Legionnaires’ disease has been in the headlines frequently of recent with outbreaks reported in the Bronx, Illinois, San Quentin and Ohio among others in just the past month or so.


The Centers for Disease Control and Prevention (CDC) says between 8,000 and 18,000 people are hospitalized with Legionnaires’ disease in the U.S annually.

One scholar says Legionnaires’ cases have quadrupled since 2001 and says the federal health agency’s Legionnaires’ disease policies have contributed to the rise.

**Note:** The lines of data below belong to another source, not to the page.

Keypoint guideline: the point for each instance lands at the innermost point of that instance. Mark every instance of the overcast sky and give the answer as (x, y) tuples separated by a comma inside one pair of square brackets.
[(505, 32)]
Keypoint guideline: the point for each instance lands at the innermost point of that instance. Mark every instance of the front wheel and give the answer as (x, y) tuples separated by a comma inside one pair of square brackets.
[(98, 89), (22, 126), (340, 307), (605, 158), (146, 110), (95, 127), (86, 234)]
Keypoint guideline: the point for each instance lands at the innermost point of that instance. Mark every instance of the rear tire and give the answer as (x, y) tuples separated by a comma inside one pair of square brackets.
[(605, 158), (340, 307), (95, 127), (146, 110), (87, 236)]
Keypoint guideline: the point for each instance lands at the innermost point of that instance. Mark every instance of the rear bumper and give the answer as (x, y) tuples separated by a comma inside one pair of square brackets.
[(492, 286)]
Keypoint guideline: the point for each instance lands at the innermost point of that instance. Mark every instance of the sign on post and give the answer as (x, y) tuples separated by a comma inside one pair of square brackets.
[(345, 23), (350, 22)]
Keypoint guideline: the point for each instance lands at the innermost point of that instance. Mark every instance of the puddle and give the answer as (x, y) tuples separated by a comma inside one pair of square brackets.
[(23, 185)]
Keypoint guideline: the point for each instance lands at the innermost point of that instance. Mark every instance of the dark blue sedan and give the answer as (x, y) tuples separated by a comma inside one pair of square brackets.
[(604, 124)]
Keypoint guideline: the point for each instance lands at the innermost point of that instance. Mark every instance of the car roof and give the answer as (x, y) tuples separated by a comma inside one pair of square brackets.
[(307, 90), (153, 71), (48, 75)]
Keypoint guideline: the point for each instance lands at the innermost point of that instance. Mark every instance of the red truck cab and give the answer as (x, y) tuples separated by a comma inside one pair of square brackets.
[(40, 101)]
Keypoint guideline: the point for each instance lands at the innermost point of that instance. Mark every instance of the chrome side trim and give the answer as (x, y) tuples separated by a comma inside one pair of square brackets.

Henry I. Miller, MS, MD, Robert Wesson Fellow in Scientific Philosophy and Public Policy at the Hoover Institution writes in the Daily Caller:

A closer look at CDC policy over the years reveals the ways that a reactive approach is illogical and ineffective. A recurring theme is that CDC discourages environmental testing until an outbreak occurs. At that point, however, CDC demands testing to demonstrate that all evidence of Legionella is gone for up to a year after the outbreak. Inexplicably, CDC’s current recommendation is still that “an epidemiological association with a probable source should be established before intervention methods, such as disinfection, are undertaken” [emphasis added].

This contradiction — environmental surveillance not indicated before an outbreak, but required afterwards — in effect uses people as “canaries in the coal mine” to detect high-risk water sources.

In the article, Miller quotes other experts who also disagree with CDC policies:

Dr. David Krause, the former State Toxicologist for the State of Florida says, “one does not need to know the concentration of Legionella required to cause disease to prevent it, one just needs to know if amplification is being controlled in the system and a simple periodic Legionella laboratory culture test can provide an answer.”

Dr. W. Dana Flanders, Professor of Epidemiology and Biostatistics at Emory University says, “I am concerned CDC seems to be discouraging environmental Legionella testing based on flawed assumptions … when I looked more closely at references they use to support their position, I found that some of them instead actually supported the opposite position concerning benefits of environmental testing.”

Flanders goes on to say, “When CDC discourages proactive, routine environmental testing, the result is that hazardous sources in building settings with high counts may persist and go unrecognized until after an association with disease.”